A lack of bones means they can squeeze into extremely tight spots and still get out using their powerful bodies.

In fact, some cephalopod are so good at problem-solving they have gained a reputation for escaping from laboratories and public aquariums.

Many cephalopods squirt large clouds of black ink to mask their escape from predators, before gliding off to safety.

Certain species of cephalopod have been found to have special light-sensitive skin pigmentation that is similar to that found in other animals’ eyes, allowing for quickfire transformations.

Cephalopods might not be your classically “cute” animal of choice, but given a chance they’re actually pretty sweet.

The huge array of colours, forms, shapes and sizes is wondrous.

It’s hard not to find them fascinating, even when they kind of freak you out.

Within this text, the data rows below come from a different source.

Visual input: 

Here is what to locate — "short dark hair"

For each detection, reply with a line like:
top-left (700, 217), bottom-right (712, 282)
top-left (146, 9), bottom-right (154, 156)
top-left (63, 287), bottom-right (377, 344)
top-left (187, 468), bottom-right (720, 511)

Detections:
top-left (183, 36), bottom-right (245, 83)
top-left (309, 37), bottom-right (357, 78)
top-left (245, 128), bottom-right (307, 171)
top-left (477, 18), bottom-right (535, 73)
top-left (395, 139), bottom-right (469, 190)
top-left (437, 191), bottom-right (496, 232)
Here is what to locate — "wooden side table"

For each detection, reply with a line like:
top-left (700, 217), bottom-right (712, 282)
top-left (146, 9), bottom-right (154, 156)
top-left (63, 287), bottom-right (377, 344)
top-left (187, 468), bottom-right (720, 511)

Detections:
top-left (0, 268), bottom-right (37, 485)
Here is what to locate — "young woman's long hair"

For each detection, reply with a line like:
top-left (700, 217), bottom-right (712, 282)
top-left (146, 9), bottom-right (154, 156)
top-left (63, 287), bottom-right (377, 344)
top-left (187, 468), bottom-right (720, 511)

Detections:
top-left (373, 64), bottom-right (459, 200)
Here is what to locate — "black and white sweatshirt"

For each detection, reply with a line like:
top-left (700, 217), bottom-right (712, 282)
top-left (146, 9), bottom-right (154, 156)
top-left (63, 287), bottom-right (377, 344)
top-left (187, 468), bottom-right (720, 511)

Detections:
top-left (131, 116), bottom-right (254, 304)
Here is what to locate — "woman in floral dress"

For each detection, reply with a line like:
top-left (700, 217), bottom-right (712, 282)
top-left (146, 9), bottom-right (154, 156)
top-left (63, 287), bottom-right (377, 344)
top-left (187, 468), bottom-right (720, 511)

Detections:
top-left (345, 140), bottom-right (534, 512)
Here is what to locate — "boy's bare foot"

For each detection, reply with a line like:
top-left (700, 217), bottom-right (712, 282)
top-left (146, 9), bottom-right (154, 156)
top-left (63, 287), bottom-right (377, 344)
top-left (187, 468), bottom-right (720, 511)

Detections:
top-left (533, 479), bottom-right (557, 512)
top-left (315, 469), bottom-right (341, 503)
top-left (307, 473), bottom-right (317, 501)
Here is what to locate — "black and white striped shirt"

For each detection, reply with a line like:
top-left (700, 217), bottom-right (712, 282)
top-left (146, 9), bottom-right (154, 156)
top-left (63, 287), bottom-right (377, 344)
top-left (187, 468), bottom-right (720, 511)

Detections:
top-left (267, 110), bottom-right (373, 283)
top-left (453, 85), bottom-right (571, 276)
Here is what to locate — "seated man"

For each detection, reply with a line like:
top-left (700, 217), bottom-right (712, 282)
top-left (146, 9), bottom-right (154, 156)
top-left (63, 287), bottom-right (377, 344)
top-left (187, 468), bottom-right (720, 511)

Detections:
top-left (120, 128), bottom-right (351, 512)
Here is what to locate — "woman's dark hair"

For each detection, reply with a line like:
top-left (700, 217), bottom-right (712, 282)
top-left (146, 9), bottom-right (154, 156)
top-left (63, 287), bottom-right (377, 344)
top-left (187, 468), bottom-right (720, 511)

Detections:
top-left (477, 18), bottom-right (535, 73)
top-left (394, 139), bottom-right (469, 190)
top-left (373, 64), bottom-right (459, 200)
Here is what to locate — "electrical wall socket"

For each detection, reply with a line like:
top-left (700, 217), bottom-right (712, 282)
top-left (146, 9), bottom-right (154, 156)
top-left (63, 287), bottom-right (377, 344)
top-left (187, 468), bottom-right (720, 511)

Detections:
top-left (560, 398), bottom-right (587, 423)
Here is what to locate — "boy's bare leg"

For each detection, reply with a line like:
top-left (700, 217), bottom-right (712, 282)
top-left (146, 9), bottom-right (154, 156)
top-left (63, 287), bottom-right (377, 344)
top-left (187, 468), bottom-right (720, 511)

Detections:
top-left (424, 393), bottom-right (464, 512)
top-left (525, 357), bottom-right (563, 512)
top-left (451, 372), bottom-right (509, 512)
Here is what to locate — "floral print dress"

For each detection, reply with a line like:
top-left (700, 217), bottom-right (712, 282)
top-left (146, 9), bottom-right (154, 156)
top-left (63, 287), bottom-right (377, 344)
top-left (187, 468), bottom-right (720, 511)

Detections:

Octopus kites, stuffed toy squids, earrings, necklaces, scarves – you name it, you can get it.

If the idea of cephalopod jewellery doesn’t take your fancy, the intricate body shapes have proved popular with rock stars like John Frusciante and can symbolise a variety of meanings such as intelligence, mystery, and one who protects oneself or others.

Paul the Octopus became famous for correctly predicting the winning team in four of Germany’s six Euro 2008 matches, and all seven of their matches in the 2010 World Cup.

His Irish cousin Bertie was also used, with relatively less success, to predict the 2011 Irish general election result. He chose the Green Party.